This lack of knowledge is good for us. It gives us a lot of latitude when making our genuine vintage Otto Link Tone Edge ligature. Various sites on the internet show various configurations and claim that the "real" Otto Link Tone Edge ligatures changed over the years. And they did. Which should make it really easy for us to make one for ourselves.
But first, let's look at a little reality (some of you may want to skip this section). Mr. Otto Link did not "make" ligatures. Just like Mr. Link did not "make" mouthpieces. Link purchased blanks for both ligatures and mouthpieces from suppliers. The ligatures were probably purchased from AP&M (American Plating and Manufacturing Co.) a company that is still in business and still makes ligatures. Just like JJ Babbitt (the source of Link's mouthpiece blanks), AP&M will make you blank ligatures that don't have the AP&M logo on them. You can them customize them to your own standards. We are going to customize ours in the same way as did Mr. Link and others. People think that only Mr. Link stamped "A" and "T" on his ligatures back in the day. They are wrong.

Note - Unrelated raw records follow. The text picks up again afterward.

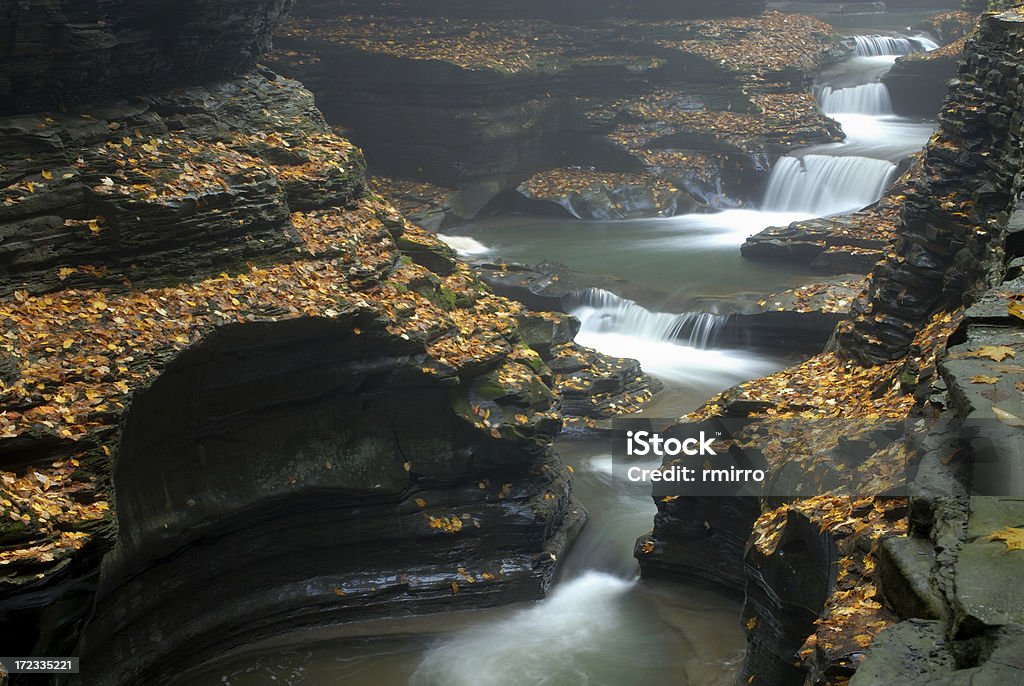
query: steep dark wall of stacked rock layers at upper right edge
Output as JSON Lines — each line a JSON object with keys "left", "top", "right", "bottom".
{"left": 838, "top": 13, "right": 1024, "bottom": 365}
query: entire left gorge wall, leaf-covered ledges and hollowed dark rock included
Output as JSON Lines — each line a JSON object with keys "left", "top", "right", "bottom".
{"left": 0, "top": 0, "right": 688, "bottom": 684}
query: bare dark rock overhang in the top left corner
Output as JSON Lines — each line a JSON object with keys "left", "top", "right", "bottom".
{"left": 0, "top": 0, "right": 292, "bottom": 114}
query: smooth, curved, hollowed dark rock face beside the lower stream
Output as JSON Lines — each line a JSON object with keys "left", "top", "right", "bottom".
{"left": 83, "top": 317, "right": 585, "bottom": 684}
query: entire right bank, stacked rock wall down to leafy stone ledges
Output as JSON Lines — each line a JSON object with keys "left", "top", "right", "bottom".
{"left": 637, "top": 11, "right": 1024, "bottom": 685}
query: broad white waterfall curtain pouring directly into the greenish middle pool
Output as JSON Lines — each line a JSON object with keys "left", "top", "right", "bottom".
{"left": 764, "top": 155, "right": 896, "bottom": 216}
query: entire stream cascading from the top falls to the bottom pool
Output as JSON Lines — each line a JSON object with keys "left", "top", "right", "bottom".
{"left": 189, "top": 14, "right": 937, "bottom": 686}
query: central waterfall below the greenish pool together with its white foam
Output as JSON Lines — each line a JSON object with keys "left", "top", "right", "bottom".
{"left": 570, "top": 289, "right": 777, "bottom": 385}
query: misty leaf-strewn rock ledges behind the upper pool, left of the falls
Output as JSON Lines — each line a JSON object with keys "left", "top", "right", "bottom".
{"left": 271, "top": 7, "right": 842, "bottom": 222}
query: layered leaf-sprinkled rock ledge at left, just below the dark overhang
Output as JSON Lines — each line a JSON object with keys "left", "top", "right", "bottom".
{"left": 0, "top": 73, "right": 365, "bottom": 294}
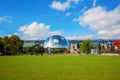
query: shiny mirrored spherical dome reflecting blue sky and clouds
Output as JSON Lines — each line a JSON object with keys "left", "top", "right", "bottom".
{"left": 44, "top": 35, "right": 69, "bottom": 48}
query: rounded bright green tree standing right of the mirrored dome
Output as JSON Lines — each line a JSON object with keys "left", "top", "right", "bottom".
{"left": 80, "top": 39, "right": 92, "bottom": 53}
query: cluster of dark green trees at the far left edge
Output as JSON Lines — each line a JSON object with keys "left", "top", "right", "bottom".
{"left": 0, "top": 35, "right": 23, "bottom": 55}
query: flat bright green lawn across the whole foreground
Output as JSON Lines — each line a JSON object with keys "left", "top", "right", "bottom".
{"left": 0, "top": 55, "right": 120, "bottom": 80}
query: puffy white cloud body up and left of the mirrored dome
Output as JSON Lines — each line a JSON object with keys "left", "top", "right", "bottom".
{"left": 18, "top": 22, "right": 50, "bottom": 38}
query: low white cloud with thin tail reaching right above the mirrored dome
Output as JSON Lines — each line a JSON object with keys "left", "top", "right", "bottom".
{"left": 17, "top": 22, "right": 62, "bottom": 40}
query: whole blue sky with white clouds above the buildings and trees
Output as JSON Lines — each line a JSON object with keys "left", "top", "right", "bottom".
{"left": 0, "top": 0, "right": 120, "bottom": 40}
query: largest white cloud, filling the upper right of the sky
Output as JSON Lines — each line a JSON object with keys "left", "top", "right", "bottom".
{"left": 78, "top": 6, "right": 120, "bottom": 38}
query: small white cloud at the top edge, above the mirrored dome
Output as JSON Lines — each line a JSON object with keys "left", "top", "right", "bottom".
{"left": 50, "top": 0, "right": 79, "bottom": 11}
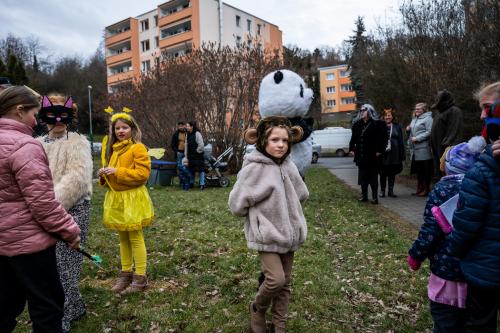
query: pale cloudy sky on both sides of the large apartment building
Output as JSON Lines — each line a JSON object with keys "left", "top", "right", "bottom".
{"left": 0, "top": 0, "right": 399, "bottom": 57}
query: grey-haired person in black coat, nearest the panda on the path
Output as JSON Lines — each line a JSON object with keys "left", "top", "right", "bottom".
{"left": 349, "top": 104, "right": 388, "bottom": 204}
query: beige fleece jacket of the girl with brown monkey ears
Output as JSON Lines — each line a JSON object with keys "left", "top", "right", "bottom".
{"left": 228, "top": 150, "right": 309, "bottom": 253}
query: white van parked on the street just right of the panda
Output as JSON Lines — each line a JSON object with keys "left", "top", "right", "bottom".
{"left": 312, "top": 127, "right": 352, "bottom": 157}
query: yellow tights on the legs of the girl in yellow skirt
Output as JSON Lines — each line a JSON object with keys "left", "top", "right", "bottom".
{"left": 118, "top": 230, "right": 147, "bottom": 275}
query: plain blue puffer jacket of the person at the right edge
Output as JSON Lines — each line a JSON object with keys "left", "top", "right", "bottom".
{"left": 447, "top": 146, "right": 500, "bottom": 289}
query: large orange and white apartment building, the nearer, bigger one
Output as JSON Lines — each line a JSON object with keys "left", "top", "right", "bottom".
{"left": 105, "top": 0, "right": 282, "bottom": 92}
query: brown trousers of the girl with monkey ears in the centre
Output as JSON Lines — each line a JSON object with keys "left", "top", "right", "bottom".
{"left": 254, "top": 252, "right": 294, "bottom": 329}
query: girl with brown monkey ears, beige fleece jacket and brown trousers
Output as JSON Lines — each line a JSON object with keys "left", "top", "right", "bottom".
{"left": 229, "top": 117, "right": 309, "bottom": 333}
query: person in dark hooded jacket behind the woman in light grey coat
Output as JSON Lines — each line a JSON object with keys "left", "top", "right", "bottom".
{"left": 431, "top": 90, "right": 464, "bottom": 178}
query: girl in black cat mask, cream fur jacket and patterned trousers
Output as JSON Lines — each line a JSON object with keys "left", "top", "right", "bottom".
{"left": 38, "top": 94, "right": 92, "bottom": 332}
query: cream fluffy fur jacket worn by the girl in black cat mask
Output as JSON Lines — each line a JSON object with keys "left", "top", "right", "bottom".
{"left": 38, "top": 132, "right": 93, "bottom": 210}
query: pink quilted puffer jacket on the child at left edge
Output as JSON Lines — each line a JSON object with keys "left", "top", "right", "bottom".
{"left": 0, "top": 118, "right": 80, "bottom": 257}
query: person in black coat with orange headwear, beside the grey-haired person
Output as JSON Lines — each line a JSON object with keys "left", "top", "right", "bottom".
{"left": 380, "top": 108, "right": 405, "bottom": 198}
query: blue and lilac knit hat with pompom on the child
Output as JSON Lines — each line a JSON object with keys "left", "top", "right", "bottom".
{"left": 445, "top": 136, "right": 486, "bottom": 175}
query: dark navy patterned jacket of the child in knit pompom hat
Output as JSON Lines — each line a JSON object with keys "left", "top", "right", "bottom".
{"left": 408, "top": 174, "right": 464, "bottom": 281}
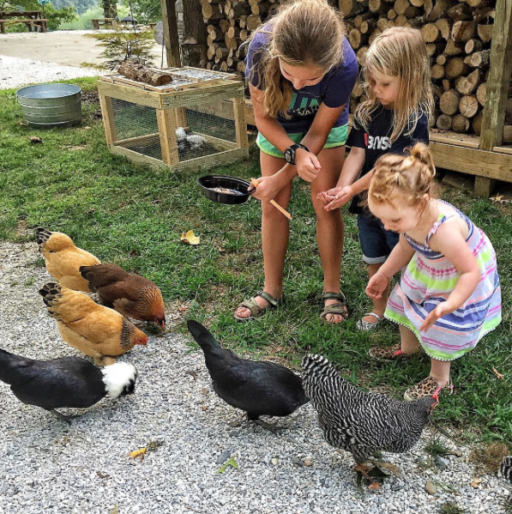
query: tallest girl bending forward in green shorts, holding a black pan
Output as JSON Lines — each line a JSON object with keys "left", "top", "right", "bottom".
{"left": 235, "top": 0, "right": 358, "bottom": 323}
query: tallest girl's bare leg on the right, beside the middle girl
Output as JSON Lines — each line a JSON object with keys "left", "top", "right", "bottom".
{"left": 311, "top": 146, "right": 345, "bottom": 323}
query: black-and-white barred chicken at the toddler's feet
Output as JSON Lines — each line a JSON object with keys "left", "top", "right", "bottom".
{"left": 302, "top": 355, "right": 437, "bottom": 489}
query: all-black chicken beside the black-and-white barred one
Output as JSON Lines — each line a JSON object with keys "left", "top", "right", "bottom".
{"left": 187, "top": 321, "right": 309, "bottom": 432}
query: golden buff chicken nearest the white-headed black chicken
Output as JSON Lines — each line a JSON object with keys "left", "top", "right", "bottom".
{"left": 39, "top": 282, "right": 148, "bottom": 366}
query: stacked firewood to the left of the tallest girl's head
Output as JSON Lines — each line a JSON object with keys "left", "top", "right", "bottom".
{"left": 200, "top": 0, "right": 278, "bottom": 76}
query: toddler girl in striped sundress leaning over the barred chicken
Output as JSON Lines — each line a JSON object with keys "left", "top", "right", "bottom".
{"left": 366, "top": 144, "right": 501, "bottom": 401}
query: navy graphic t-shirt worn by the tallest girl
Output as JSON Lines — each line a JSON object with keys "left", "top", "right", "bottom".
{"left": 245, "top": 27, "right": 359, "bottom": 134}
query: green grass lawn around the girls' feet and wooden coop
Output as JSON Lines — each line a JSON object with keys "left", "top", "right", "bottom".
{"left": 0, "top": 79, "right": 512, "bottom": 443}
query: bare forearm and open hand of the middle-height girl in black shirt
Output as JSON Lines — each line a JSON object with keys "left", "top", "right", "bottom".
{"left": 317, "top": 146, "right": 366, "bottom": 211}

Here's the AP&M logo on an old ligature. You can enlarge any picture by clicking on it. These are usually $10-15 on sites like Ebay. Even better is to buy one that's on an old mouthpiece that interests you.
I should note that this ligature originally had some lacquer on it. Like most of my official rare vintage Link ligatures, it showed up free in the bottom of an old case. To make it rare, I simply call it rare. To make it "vintage," I boiled it. When removed from the hot water, you just wait a few minutes and the lacquer falls off. You can see the lacquer flaking off in this picture. I talked about lacquer removal on the entire saxophone in this blog.
That's more like it. It's now worth $150 more because it's also a real vintage Link ligature.